Irish banks accused of 'window dressing' over small increases in saving deposit rates

PTSB said it was increasing the rates it pays savers by 0.25% across the range of its deposit accounts, while Bank of Ireland earlier this week said a new savings account will pay an initial interest rate of 1.5%
Irish banks accused of 'window dressing' over small increases in saving deposit rates

Financial analyst Karl Deeter said banks on the continent offer significantly higher deposit rates with the same deposit protection as elsewhere in the European Union. Picture: iStock

Permanent TSB has followed Bank of Ireland to increase deposit rates, and AIB is expected also to raise its rates soon, but experts say the moves are “window dressing” and Irish savers are failing to get a fair deal from their banks.

PTSB said it was increasing the rates it pays savers by 0.25% across the range of its deposit accounts, while Bank of Ireland earlier this week said a new savings account will pay an initial interest rate of 1.5%.

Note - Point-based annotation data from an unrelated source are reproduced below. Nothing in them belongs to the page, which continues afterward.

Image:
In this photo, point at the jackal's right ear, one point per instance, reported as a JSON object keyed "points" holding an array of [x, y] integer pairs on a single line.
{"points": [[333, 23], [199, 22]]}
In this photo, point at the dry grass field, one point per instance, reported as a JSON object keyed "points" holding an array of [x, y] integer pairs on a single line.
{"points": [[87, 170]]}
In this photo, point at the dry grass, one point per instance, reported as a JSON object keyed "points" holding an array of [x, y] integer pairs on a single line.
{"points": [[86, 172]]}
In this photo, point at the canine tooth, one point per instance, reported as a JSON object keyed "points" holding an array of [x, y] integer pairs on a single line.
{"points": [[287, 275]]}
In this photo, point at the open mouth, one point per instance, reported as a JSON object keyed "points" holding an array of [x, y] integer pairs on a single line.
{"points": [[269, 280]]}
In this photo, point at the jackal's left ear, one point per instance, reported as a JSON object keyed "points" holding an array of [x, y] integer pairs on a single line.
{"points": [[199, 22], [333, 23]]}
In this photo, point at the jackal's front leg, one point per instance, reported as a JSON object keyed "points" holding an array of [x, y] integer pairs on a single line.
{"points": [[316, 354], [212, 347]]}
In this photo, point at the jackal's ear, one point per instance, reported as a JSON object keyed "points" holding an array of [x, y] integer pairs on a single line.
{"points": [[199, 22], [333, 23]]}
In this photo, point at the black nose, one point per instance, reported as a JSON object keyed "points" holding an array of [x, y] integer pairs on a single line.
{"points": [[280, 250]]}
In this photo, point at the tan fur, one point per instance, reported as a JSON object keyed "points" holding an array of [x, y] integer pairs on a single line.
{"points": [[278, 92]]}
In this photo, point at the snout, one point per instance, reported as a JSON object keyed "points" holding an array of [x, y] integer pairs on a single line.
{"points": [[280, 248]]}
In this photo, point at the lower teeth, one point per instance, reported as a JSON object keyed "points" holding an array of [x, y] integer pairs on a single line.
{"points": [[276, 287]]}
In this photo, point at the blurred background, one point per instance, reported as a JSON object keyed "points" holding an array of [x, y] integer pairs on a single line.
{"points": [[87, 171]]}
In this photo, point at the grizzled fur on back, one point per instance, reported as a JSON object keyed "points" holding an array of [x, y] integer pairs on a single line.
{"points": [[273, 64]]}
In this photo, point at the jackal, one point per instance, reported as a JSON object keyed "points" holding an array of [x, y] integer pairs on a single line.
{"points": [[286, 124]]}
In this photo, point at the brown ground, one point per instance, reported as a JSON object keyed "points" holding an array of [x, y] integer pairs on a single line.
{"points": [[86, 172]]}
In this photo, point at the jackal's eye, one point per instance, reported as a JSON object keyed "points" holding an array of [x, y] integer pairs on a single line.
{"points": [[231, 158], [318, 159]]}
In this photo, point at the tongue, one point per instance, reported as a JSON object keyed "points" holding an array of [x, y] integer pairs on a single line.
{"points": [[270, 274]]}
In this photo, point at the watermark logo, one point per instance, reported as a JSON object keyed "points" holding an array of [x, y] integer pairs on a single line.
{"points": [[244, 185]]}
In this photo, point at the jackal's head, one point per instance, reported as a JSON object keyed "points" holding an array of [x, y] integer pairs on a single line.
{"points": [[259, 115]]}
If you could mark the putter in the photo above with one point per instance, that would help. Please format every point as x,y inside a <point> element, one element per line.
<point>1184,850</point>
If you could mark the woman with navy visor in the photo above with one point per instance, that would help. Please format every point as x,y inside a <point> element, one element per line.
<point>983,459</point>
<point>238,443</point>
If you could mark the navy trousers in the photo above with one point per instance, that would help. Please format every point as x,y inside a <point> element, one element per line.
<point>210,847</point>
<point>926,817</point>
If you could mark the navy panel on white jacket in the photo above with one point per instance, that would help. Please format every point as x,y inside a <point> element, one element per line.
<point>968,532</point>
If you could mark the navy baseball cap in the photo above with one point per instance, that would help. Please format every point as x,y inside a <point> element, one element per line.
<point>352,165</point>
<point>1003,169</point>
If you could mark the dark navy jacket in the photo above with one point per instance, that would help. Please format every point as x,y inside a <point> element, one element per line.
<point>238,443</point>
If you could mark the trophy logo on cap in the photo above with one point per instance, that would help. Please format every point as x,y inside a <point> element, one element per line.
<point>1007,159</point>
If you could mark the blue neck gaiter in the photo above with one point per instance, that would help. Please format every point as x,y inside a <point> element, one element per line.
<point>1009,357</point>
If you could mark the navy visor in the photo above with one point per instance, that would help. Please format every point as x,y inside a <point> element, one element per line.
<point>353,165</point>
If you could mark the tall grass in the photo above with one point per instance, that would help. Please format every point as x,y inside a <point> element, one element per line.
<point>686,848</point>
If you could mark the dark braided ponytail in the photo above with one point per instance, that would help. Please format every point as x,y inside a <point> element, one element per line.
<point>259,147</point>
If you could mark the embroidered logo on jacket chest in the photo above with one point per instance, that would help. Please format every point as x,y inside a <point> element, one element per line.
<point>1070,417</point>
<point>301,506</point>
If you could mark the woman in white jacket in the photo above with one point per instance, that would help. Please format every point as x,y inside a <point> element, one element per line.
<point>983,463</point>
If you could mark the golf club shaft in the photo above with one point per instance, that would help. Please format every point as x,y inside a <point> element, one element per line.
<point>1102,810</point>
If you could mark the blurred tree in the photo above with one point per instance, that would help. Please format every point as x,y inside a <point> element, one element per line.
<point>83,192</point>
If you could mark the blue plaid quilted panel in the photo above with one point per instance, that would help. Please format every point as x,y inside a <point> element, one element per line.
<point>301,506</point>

Despite recent increases in deposit rates, banks have been slow to increase deposit rates since the European Central Bank started hiking interest rates last summer, but have instantly gained by increasing rates they charge for all types of business and household loans, including mortgage home loans.

Economist Austin Hughes said a rough rule of thumb is that every 1% change in deposit rates was worth around €500m for Irish households, given the billions of euro Irish customers hold on deposit. The estimate excludes the large amounts held in current accounts.

Askaboutmoney website founder Brendan Burgess said banks were paying too little for their deposits, and were generating income on the large sums Irish households are saving since the onset of the pandemic.

However, he warned that with inflation running at 7%, savers chasing higher returns for their deposits will inevitably still lose out.

People seeking out higher rates of deposits on the continent should also check on the quality of the customer services provided by the lenders there, he said.

'Pathetic gains' 

Leading industry expert Michael Dowling said increases in deposit rates were “window dressing” and the rises in deposit rates marked “pathetic gains” compared with the profits the lenders were generating from European Central Bank rate hikes.

The small economy, little competition, and inertia meant customers, although deserving better from their banks, were “playing into their hands”, Mr Dowling said.

Financial analyst Karl Deeter said banks on the continent offer significantly higher deposit rates with the same deposit protection as elsewhere in the European Union.

Irish depositors were “putting up with” low deposit rates, Mr Deeter said, adding that inflation meant savers were only working to reduce their losses.

A saver regularly putting aside €100 a month will get returns of as little as 0.75% to 1% from a range of Irish lenders, according to the comparison tools on the Competition and Consumer Protection Commission website. A lump sum deposit of €50,000 offering instant access will return between 0.01% and 1.56%, according to the website.

Central Bank statistics show the average interest rate Irish banks charge for new mortgage loans had increased to 3.54% by the end of March, up sharply from the previous month.

That brings the cost of the average new Irish mortgage lending back above the eurozone rate of 3.52%

MortgageLine managing director Stephen Hamilton, said he expected AIB to follow Permanent TSB and Bank of Ireland and raise deposit rates.